The Reserve Bank has raised the cash rate by 0.25 percentage points, responding to renewed inflation risks and rising inflation expectations driven by higher global energy prices.
Inflation has remained stubbornly above the RBA’s target band, with headline inflation at 3.8 per cent and underlying inflation still elevated. More recently, escalating conflict in the Middle East has pushed oil prices sharply higher, increasing petrol prices and raising concerns that inflation could accelerate again.
The surge in fuel prices has already begun feeding into household expectations, with consumer inflation expectations rising to a three-year high. Rising expectations are closely watched by central banks because they can influence wage negotiations and pricing decisions across the economy.
While the initial shock to energy prices is global in nature, the RBA has acted to prevent temporary price increases from becoming embedded in broader inflation. Allowing inflation expectations to drift higher would risk prolonging the period of elevated inflation.
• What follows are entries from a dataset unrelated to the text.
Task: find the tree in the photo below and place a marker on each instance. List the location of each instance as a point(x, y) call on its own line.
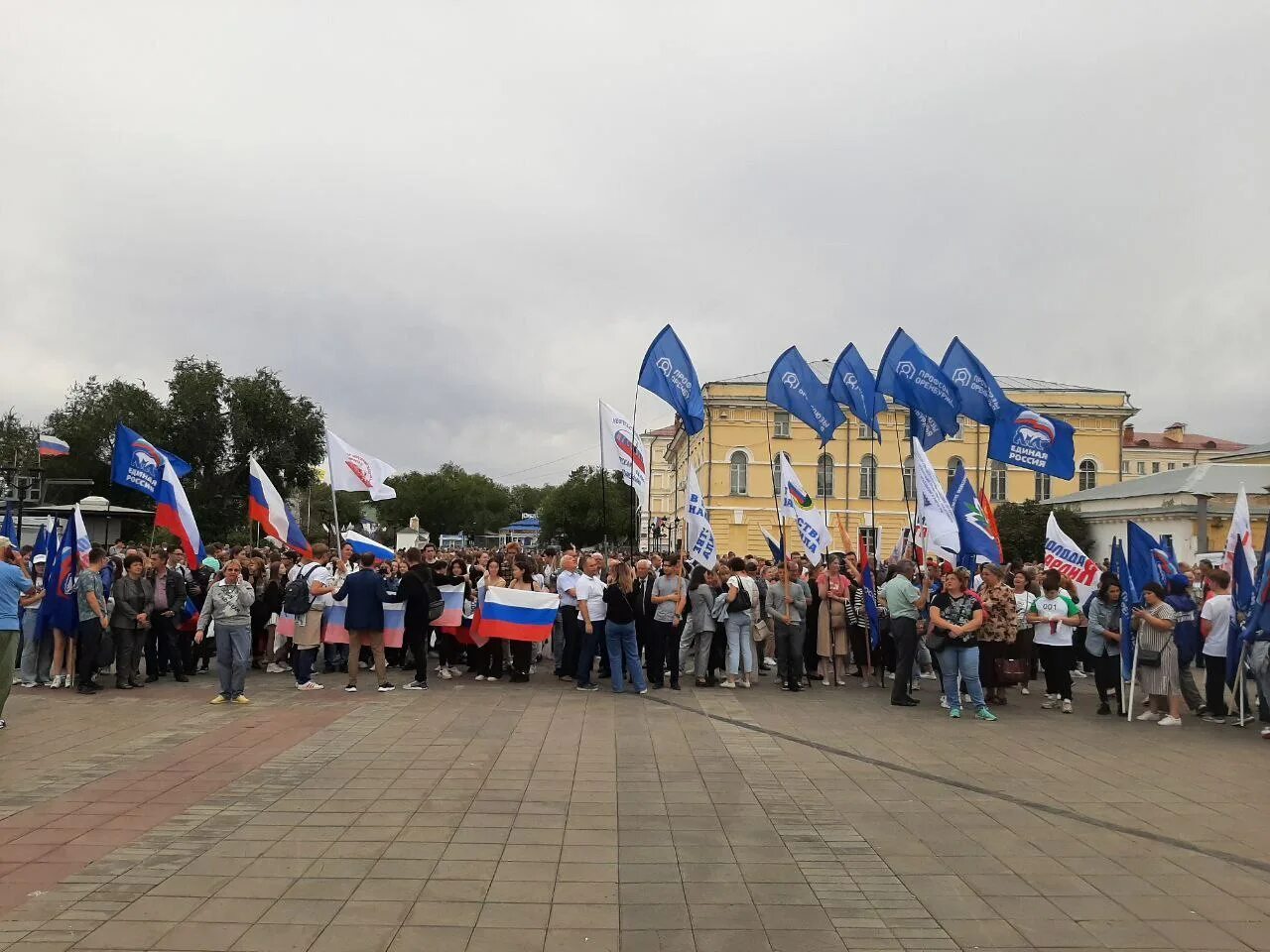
point(1023, 529)
point(575, 512)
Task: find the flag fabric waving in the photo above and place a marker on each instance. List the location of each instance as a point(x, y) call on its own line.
point(794, 386)
point(982, 398)
point(266, 506)
point(801, 507)
point(621, 448)
point(915, 380)
point(668, 372)
point(1025, 438)
point(934, 511)
point(701, 547)
point(852, 384)
point(354, 471)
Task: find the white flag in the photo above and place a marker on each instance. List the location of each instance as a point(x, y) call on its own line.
point(799, 507)
point(353, 471)
point(701, 544)
point(621, 448)
point(934, 509)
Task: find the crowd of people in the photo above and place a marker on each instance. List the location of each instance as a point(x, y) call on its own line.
point(639, 622)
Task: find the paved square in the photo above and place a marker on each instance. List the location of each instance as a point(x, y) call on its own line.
point(506, 817)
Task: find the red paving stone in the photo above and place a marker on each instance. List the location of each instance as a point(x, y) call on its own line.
point(53, 841)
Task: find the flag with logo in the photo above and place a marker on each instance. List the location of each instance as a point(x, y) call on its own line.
point(852, 384)
point(621, 448)
point(801, 507)
point(668, 372)
point(354, 471)
point(793, 386)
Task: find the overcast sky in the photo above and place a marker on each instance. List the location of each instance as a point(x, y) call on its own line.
point(454, 225)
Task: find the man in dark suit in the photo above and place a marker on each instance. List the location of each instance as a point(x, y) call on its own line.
point(363, 619)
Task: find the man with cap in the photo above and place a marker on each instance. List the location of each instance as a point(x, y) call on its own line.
point(14, 585)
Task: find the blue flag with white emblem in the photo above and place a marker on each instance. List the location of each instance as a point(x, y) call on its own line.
point(793, 386)
point(668, 372)
point(982, 398)
point(852, 384)
point(908, 375)
point(1025, 438)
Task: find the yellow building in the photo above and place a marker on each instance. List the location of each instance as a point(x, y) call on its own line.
point(856, 475)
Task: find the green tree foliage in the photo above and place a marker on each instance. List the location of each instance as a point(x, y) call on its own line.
point(574, 511)
point(1023, 529)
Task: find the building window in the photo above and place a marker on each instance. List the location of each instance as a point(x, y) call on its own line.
point(997, 481)
point(739, 467)
point(1088, 475)
point(825, 476)
point(869, 477)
The domestic economy remains strong enough to sustain tighter policy. Economic growth strengthened late last year, supported by both household and government spending. Although global uncertainty has increased, underlying demand in Australia has remained relatively resilient.
The labour market continues to give the Bank room to act. Unemployment remains low and employment growth has continued, supporting household incomes and spending. With demand holding up and inflation pressures broadening, the RBA has judged that additional restraint is necessary.
Housing continues to present a difficult policy trade-off. Rising rents and new dwelling costs are being driven largely by structural problems. Higher interest rates will not calm rental growth and may further discourage new housing construction.
Despite this, the RBA has prioritised broader inflation control. By acting early to contain rising inflation expectations, the Bank aims to reduce the risk that temporary energy price shocks translate into sustained inflation across the economy.
Australia’s housing market has remained resilient despite higher interest rates. Prices rose strongly in 2025, supported by population growth and constrained supply. Higher borrowing costs will limit borrowing capacity and slow price growth in 2026, but the underlying shortage of homes means upward pressure on prices and rents is likely to continue.
The decision signals a central bank that remains determined to return inflation to target, even as global instability makes the policy outlook increasingly complex.